Le app per le terapie digitali si differenziano dalle altre di salute innanzitutto perché sono software sviluppati a seguito di una sperimentazione clinica randomizzata e controllata, devono poi essere approvate da enti regolatori, prescritte da personale medico e potrebbero anche essere rimborsate dal Sistema Sanitario Nazionale, come avviene già in alcuni paesi. In Germania, nel 2019 periodo pre-covid, è stata attuata una legge di rimborso delle terapie digitali in remoto. Il presente di alcune nazioni sarà dunque il futuro di altre. Per l’Italia probabilmente ci vorrà ancora qualche anno prima che queste innovazioni tecnologiche prendano piede nella pratica clinica quotidiana della psichiatria.

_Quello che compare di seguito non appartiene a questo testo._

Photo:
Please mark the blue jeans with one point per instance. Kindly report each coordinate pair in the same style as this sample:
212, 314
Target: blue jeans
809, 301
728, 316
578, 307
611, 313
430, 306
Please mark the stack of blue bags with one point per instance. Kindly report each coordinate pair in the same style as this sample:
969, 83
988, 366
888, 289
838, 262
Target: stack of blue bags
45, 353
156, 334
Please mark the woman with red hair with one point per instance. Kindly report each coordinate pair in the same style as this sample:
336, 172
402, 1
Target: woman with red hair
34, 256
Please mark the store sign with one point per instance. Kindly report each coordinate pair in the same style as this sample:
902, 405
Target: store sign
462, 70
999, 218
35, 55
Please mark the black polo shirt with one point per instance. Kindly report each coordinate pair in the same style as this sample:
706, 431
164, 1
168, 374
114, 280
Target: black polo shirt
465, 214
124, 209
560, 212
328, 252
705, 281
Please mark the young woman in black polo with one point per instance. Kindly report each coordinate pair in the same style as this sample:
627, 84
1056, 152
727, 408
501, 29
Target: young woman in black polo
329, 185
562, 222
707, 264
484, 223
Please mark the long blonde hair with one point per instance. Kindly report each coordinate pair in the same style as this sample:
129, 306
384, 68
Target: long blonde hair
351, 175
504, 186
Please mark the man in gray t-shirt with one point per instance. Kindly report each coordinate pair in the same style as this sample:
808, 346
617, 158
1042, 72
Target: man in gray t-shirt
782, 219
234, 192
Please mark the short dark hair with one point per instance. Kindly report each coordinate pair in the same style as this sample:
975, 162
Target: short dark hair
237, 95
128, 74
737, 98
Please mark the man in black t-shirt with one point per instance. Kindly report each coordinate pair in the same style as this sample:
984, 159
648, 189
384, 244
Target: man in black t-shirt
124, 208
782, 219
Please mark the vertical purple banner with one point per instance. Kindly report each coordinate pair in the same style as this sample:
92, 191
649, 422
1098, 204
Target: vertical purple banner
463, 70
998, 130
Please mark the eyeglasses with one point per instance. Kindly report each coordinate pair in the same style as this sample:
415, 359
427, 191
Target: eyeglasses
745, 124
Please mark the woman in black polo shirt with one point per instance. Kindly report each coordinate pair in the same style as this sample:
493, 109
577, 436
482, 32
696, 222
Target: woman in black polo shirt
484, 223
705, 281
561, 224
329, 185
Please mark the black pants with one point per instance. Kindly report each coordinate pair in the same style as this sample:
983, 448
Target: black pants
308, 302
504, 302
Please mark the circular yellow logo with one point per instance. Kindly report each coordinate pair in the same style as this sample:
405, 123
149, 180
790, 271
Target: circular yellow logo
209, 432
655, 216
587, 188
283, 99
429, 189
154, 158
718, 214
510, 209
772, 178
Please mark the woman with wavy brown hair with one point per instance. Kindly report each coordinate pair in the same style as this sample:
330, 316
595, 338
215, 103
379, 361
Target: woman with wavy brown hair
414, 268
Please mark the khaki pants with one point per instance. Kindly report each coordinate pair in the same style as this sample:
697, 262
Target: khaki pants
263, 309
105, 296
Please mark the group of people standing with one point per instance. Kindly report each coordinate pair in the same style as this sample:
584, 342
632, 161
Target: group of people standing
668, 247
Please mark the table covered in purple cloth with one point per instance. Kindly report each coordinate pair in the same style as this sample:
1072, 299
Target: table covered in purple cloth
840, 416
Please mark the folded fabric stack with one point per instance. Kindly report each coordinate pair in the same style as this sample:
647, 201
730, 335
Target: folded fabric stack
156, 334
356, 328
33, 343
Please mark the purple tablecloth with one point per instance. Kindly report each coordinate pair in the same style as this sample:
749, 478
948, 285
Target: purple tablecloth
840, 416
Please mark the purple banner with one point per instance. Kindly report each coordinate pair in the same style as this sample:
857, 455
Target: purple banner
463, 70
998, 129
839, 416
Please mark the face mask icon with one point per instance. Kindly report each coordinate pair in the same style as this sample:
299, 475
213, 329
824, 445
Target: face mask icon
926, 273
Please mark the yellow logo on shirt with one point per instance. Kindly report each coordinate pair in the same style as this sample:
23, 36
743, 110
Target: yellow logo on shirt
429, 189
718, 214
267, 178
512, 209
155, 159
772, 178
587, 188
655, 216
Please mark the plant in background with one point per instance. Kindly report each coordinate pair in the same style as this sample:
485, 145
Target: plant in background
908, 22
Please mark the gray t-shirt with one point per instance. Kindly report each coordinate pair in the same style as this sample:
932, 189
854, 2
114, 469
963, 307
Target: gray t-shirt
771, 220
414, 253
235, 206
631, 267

Il futuro della psichiatria digitale
Le DTx sono solo una parte del più ampio concetto di psichiatria digitale che include altri interventi in remoto quali, per esempio, la comunicazione digitale, i digital biomakers, la telepsichiatria e in futuro la psichiatria aumentata. Con quest’ultima si intendono azioni di diagnosi e terapia governate dall’essere umano ma costruite partendo da diverse fonti digitali di informazione e di analisi automatica della realtà clinica e delle migliori evidenze disponibili. Questo processo avvenirista potrà fare da guida alle scelte del medico e dell’equipe di lavoro nel trattamento dei pazienti. Saranno però necessarie nuove competenze in ambito tecnologico del personale sanitario oltre a strumenti di qualità per sfruttare appieno il potenziale del digitale.